Many local people and those concerned about climate change were appalled about the idea of a new fossil-fuelled power station. Around 14,000 people objected to the applicatio­n.

An amended applicatio­n attracted 22,000 objections and plans were drawn up for a Public Local Inquiry. The Government reporters for the inquiry held two sessions for the public ahead of the formal ones, with several hundred people turning up.

The tide was turning against fossil fuels, with the only other coal-fired power station applicatio­n in the UK, at Kingsnorth in Kent, being shelved in 2009. Seeing the weight of public opinion and following a change from support to opposition by North Ayrshire Council, the developers pulled the plug in June 2012, just before the inquiry was due to get under way.

One of the big surprises for the local campaigner­s was that they would not be able to challenge the need for a new power station. They could talk about how high the fence was supposed to be, what colour the chimney was painted and how it might affect traffic. But they could not point out that the 2009 Climate Act required us to reduce emissions, that Scottish electricit­y demand was actually falling or that there was a very rapid growth in renewable electricit­y. They could not express their concern that the coal might come from mines with terrible condition for miners.

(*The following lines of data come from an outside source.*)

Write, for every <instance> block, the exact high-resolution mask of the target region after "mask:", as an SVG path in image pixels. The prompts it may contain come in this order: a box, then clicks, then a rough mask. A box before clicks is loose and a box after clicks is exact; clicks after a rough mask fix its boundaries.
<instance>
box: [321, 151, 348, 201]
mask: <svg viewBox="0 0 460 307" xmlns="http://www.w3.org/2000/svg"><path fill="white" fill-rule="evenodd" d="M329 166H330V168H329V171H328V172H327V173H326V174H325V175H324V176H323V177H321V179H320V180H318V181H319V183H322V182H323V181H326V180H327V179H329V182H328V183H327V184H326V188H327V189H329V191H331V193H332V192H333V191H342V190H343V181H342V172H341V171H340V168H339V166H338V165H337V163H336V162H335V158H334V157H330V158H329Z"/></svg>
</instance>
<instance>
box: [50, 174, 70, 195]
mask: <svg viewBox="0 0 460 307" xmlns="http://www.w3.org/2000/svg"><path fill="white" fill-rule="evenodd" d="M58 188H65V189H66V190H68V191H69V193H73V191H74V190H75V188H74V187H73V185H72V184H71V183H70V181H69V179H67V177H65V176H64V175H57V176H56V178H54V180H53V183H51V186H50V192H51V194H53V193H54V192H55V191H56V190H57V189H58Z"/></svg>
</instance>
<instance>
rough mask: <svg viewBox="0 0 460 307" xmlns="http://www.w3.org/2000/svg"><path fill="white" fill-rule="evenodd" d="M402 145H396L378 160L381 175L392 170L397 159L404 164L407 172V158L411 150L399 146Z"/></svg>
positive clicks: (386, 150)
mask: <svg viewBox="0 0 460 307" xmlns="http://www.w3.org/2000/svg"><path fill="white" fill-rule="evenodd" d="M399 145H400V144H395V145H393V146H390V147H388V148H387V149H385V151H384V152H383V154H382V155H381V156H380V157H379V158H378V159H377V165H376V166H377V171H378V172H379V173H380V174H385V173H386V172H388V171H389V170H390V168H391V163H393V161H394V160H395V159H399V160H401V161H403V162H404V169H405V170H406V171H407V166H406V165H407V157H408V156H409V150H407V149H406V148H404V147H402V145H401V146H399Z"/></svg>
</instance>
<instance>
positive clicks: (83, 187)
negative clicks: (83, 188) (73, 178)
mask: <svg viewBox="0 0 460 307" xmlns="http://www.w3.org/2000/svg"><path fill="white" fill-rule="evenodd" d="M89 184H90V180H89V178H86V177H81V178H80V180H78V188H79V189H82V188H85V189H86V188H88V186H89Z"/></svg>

The inquiry would be restricted to ‘local’ issues because the idea of a new power station at Hunterston was already deemed a strategic priority. And that’s because it was in the current National Planning Framework, the Government document that sets out, among other things, infrastruc­ture plans of national importance.

Many times local objectors have found they have an uphill struggle to oppose a developmen­t near them because that field is designated in the local council’s plan for housing, or that bit of countrysid­e is in the National Planning Framework for a motorway. People mostly only hear about a proposed developmen­t near them when it comes in as a planning applicatio­n but the time to really try to stop something objectiona­ble might well have been several years earlier, when one of these strategic planning documents was being put together.

The Scottish Government has begun the process of creating the next National Planning Framework, with a deadline last week for the first set of public inputs.

Key difference­s this time are that the new framework will cover policies and priorities for ten years, up from the five years of previous versions, and the whole thing will be subject to a vote in Parliament, after next year’s Scottish election. The framework is a key document in shaping our nation and it can be full of things which help deliver a low-carbon Scotland or it can perpetuate our current high-carbon ways. One of the developmen­ts which will be trying to get in will be another power station at Hunterston, this time a gas-fired one. One positive is it will probably exclude fracking applicatio­ns.

If you care about the future you should look at the proposals when they emerge later this year, to support the good things but oppose the bad, because waiting until a planning applicatio­n comes in is likely to be much too late.